When the Govans Ecumenical Development Corp. opens its trend-setting Harry and Jeannette Weinberg Green House Residences at Stadium Place this spring, GEDCO won't be running the long-term elder care community.
The operator will be Catholic Charities.
GEDCO, a builder of affordable housing for seniors in north and northeast Baltimore, plans to open the new $12.6 million facility, considered a model for Maryland, officially April 19, with Gov. Martin O'Malley expected to be on hand.
A job fair, mostly for registered nurses and geriatric nurses' aides, is set for Thursday, Jan. 19, and Saturday, Jan. 21, at GEDCO's Venable II apartment complex at Stadium Place, 1030 E. 33rd St.
But Catholic Charities, not GEDCO, is organizing the job fair and will be responsible for hiring and day-to-day management of the Green House, including paying the staff, bills, and rent to GEDCO, said GEDCO Executive Director Mitchell Posner.

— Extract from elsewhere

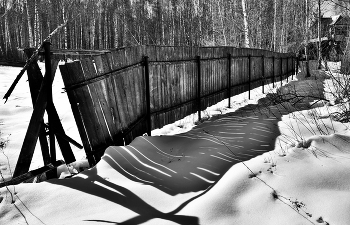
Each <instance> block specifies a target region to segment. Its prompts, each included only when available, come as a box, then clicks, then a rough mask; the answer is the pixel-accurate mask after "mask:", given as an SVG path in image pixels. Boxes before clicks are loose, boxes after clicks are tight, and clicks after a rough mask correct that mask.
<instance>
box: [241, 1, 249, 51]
mask: <svg viewBox="0 0 350 225" xmlns="http://www.w3.org/2000/svg"><path fill="white" fill-rule="evenodd" d="M245 4H246V0H242V12H243V23H244V45H245V47H246V48H250V42H249V30H248V18H247V11H246V7H245Z"/></svg>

Two banners will hang near the front entrance, one for Catholic Charities saying, "Cherishing the divine within," and the other saying, "GEDCO: Building caring and compassionate communities."

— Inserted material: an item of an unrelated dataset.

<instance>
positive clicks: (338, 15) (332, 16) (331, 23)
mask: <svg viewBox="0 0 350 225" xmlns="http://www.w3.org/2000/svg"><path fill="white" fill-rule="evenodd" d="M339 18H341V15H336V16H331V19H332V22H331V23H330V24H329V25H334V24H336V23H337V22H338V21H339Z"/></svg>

GEDCO operates its other housing complexes, including the Venable and Ednor apartment buildings at Stadium Place, on the site of the old Memorial Stadium. But, since the Green House will require skilled nursing care, GEDCO is handing the management reins over to Catholic Charities, which has experience in that part of the health care industry, Posner said.
Although Posner envisions the Green House Residences as "a next step" in the continuum of health care for seniors in Maryland, "we're not in the business of running a skilled nursing care facility," he said. "We're good at developing buildings."

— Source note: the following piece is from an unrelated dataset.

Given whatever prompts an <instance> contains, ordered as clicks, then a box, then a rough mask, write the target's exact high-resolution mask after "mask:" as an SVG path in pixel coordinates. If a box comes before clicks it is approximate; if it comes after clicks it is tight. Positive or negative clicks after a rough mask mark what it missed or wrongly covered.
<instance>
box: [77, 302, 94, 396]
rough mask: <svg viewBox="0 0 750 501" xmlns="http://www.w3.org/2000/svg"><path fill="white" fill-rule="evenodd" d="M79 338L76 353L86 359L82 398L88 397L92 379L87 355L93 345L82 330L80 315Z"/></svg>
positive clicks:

He said Catholic Charities already manages similar facilities including the 162-bed St. Elizabeth Rehabilitation and Nursing Center in Baltimore, and that Catholic Charities would be the "most compatible" partner to run the Green House Residences.
During a tour Friday, Jan. 13, Posner and Catholic Charities director of media relations Bob Keenan showed the mostly completed Green House building with its views of the city skyline. Each of the four floors is like a 12-bedroom apartment, with its own common kitchen, dining and living room areas called "hearths," dens for watching TV and socializing, therapeutic spa rooms, and group porches overlooking a ball park between Stadium Place and the Y of Central Maryland.
The park was built by a foundation run by former Oriole Cal Ripken Jr. and his family and is run by the Y, Posner said.
The building as a whole will have a staff of about 50 working around the clock in eight-hour shifts, including geriatric aides trained to Green House standards and known as Shahbazim.
Catholic Charities is also advertising for the positions of "house" nurses, "life enrichment professional," "elder advocate" (a social worker and housekeepers.
"They're really a leader in the city," Posner said of Catholic Charities. "This is an area of expertise that we don't have. It's a medical model (and) licensed differently by the state."
Posner said he doesn't expect any problems stemming from the fact that Catholic Charities is faith-based and GEDCO is more ecumenical.
"We kind of leave that at the door, if you will," he said.
He noted that a division of Catholic Charities builds affordable housing.
"They don't just do it for Catholics, and they don't try to convert them," he said.
Posner also said that part of GEDCO's mission statement is to work in partnership with faith-based communities to help people in need.